You are passing storage_context to the service_context kwarg while creating index.
It should be like this
index = VectorStoreIndex.from_documents(documents, service_context=service_context, storage_context=storage_context)
## OR define service context globally and no need to pass it to anywhere
from llama_index import set_global_service_context
set_global_service_context(service_context)
index = VectorStoreIndex.from_documents(documents,storage_context=storage_context)
the line : "documents = SimpleDirectoryReader("./Sources/5-1-placement.pdf").load_data()" goes after this or should i remove it?
i keep having the same error :
You need to update this:
index = VectorStoreIndex.from_documents(documents, service_context=service_context, storage_context=storage_context)

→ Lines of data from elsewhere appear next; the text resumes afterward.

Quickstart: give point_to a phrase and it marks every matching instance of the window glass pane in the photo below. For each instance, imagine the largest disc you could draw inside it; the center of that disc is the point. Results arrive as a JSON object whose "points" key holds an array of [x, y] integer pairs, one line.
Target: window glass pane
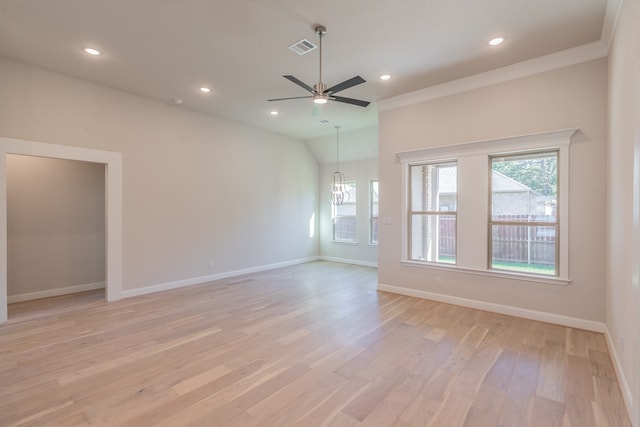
{"points": [[349, 207], [374, 198], [374, 231], [345, 228], [524, 248], [373, 213], [524, 188], [344, 216], [434, 188], [433, 238]]}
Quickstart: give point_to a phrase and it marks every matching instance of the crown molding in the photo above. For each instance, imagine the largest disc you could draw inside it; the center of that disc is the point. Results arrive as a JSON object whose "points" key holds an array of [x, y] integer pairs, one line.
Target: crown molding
{"points": [[564, 58]]}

You are passing storage_context to service_context kwarg
no, jsut replace the line where you are creating the index
Comment the line where you are getting error and move the global setting up one line
yes but with little change, let me write down this part:
from llama_index import set_global_service_context
mongodb_client = pymongo.MongoClient(_mongoURI)
db_name = f"{dossier}"
store = MongoDBAtlasVectorSearch(mongodb_client, db_name=db_name)
storage_context = StorageContext.from_defaults(vector_store=store)
# You need to create the service context above this line
set_global_service_context(service_context)
documents = SimpleDirectoryReader("./Sources").load_data()
index = VectorStoreIndex.from_documents(documents,storage_context=storage_context)
it works now thank you !^^
hello, @WhiteFang_Jr i'm facing an issue, the thing you gave me yesterday works but when i want to index something like 150 document in a row this take tooo long (about 1h or more or never end), is there a way to make the code down here index one document return the status(200) and restart with the following documint until all document are indexed?
dossier = requestDTO.Index
# Initialisation des paramètres pour les requètes sur MongoDB Atlas
mongodb_client = pymongo.MongoClient(_mongoURI)
db_name = f"{dossier}"
store = MongoDBAtlasVectorSearch(mongodb_client, db_name=db_name)
storage_context = StorageContext.from_defaults(vector_store=store)
# Création ou mise à jour d'un index à partir de documents dans le dossier 'Sources'1
set_global_service_context(service_context)
documents = SimpleDirectoryReader("./Sources/Zephyr").load_data()
#index = VectorStoreIndex.from_documents(documents, service_context=service_context, storage_context=storage_context)
index = VectorStoreIndex.from_documents(documents, storage_context=storage_context)
#while documents:
# index.add_documents([documents], storage_context=storage_context)
responseDTO = IndexCreationResponse.IndexCreationResponseDTO(False, None, "L'index à bien été créé ou a été mis à jour.")
# Terminée, on envoi la réponse définitive
return GenerateIndexResponse(requestDTO, responseDTO), 200
You can run the indexing process on a separate thread simply return the response that indexing in process.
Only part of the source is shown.